Fusaïole

Filer avec une fusaïole (c) sur un fuseau (b) et quenouille (a)
Fuseau avec sa fusaïole en-dessous du bobinage du fil.

Une fusaïole est un anneau de poids variable utilisé en filage comme accessoire du fuseau lors du filage.

Étymologie

Selon, E. et J. Wendling, le mot provient de l'italien « fusaiolo », nom commun masculin féminisé en français fabriqué par Schliemann vers 1860-1870. Vers la même époque, certains archéologues les appelaient aussi des « rouelles ». De nombreux noms régionaux ont été utilisés :
peson (de fuseau) (Ille-et-Vilaine) et sa forme bretonne poisieu (Morbihan) ; ur bizeu stein (« un anneau d'étain ») (Bretagne bretonnante) ; arroudet (Gers, Landes) ; bérude (Landes) ; bertel, berteil, berdil, berteich (« nombril ») (Dordogne, Haute-Garonne, Landes) ; gouhure, gouhurotte (Landes)[1]

Deux poids, deux utilisations

Les fusaïoles les plus lourdes servent de volant d'inertie aux fuseaux.
Les plus légères servent d'« anneau d'arrêt » : placées en bas du fuseau, elles servent de butée du fil ; placées en haut du fuseau, elles servent de "coince-fil"[1].

Matériaux utilisés

Les matériaux utilisés pour la fabrication de fusaïoles sont très divers : ambre, bois de cervidés, os, corail, verre, métal (fer, étain, plomb, alliages de plomb…), bois (entre autres le chêne), craie, calcaire, mudstone, grès, ardoise, stéatite

Histoire

Les plus anciennes fusaïoles connues datent du Néolithique (6500 - 5750 BC)[1].

Dans l'Antiquité, la « sphondylomancie » était un art divinatoire utilisant des fusaïoles.

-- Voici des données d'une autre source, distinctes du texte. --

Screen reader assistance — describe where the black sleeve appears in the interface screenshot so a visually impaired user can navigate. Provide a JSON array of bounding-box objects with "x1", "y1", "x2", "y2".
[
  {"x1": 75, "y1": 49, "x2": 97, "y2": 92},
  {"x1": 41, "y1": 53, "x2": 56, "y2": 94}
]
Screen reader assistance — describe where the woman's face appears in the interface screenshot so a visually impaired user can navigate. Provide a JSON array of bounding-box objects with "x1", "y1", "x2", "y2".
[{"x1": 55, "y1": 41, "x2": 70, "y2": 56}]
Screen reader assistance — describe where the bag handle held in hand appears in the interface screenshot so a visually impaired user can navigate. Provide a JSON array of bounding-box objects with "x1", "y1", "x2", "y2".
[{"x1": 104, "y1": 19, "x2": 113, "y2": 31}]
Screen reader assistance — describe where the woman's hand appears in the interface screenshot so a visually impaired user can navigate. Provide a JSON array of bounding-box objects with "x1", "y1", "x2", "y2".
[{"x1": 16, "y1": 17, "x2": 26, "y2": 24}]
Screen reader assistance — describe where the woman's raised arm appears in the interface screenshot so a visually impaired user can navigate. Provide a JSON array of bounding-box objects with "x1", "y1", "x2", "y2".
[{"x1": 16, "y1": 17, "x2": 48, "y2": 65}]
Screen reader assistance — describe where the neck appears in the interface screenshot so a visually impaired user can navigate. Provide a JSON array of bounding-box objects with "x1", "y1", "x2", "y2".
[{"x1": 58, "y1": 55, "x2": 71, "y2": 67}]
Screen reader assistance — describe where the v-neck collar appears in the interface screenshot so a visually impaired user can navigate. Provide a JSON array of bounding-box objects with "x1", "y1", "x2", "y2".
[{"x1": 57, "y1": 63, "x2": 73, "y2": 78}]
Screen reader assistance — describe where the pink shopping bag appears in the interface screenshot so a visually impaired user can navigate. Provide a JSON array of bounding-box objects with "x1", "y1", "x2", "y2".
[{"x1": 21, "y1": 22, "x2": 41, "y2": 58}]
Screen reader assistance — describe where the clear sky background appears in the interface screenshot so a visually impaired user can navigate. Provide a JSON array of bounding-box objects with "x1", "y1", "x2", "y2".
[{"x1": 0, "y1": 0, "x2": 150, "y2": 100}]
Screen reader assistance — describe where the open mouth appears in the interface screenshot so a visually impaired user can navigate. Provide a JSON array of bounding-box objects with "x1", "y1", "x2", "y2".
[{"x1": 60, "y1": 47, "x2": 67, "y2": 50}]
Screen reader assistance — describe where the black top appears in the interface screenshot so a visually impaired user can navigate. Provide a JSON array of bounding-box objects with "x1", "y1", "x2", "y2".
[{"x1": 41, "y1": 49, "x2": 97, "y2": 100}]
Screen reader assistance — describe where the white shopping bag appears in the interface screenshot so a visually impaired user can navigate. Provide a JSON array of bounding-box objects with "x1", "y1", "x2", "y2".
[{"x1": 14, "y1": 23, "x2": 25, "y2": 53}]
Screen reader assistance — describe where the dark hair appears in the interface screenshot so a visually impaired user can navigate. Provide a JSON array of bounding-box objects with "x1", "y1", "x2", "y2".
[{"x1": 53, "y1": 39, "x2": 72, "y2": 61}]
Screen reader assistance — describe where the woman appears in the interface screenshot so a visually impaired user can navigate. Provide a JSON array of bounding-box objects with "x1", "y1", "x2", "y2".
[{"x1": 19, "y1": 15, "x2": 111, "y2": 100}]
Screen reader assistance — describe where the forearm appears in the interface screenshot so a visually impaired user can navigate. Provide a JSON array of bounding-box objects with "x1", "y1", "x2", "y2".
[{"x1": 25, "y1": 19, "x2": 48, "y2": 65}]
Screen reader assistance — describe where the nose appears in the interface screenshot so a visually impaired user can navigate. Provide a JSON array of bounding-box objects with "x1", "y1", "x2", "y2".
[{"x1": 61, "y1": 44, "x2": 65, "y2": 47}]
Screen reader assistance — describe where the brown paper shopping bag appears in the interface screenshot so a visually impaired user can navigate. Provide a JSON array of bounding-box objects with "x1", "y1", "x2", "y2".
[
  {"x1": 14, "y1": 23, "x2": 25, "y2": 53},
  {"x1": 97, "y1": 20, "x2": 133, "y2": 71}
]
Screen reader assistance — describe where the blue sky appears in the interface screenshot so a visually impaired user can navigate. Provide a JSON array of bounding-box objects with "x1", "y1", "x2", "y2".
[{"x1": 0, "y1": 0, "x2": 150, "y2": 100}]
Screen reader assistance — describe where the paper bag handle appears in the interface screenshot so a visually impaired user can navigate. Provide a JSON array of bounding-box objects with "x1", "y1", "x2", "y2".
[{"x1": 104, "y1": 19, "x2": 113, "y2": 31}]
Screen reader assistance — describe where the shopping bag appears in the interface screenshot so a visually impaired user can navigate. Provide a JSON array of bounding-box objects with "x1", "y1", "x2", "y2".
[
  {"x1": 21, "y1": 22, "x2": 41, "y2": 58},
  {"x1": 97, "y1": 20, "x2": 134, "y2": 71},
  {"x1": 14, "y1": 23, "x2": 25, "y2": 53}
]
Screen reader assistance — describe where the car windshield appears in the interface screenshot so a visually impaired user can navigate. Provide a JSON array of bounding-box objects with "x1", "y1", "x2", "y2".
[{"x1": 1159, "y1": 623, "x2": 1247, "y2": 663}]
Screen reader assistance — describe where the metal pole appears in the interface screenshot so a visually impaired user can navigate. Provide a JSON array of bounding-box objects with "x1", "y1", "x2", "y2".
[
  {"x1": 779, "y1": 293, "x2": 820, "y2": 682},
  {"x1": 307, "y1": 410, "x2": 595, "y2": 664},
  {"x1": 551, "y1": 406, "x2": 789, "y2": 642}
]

Elles ont aussi été utilisées comme supports de pratiques votives (avant la réalisation du souhait) ou en ex-voto[1].

En France, le rouet a détrôné le fuseau aux alentours de 1530 hormis dans l'ouest et le sud-ouest et l'on y trouve peu de fusaïoles postérieures à cette date. Les plus récentes datent d'environ 1930[1].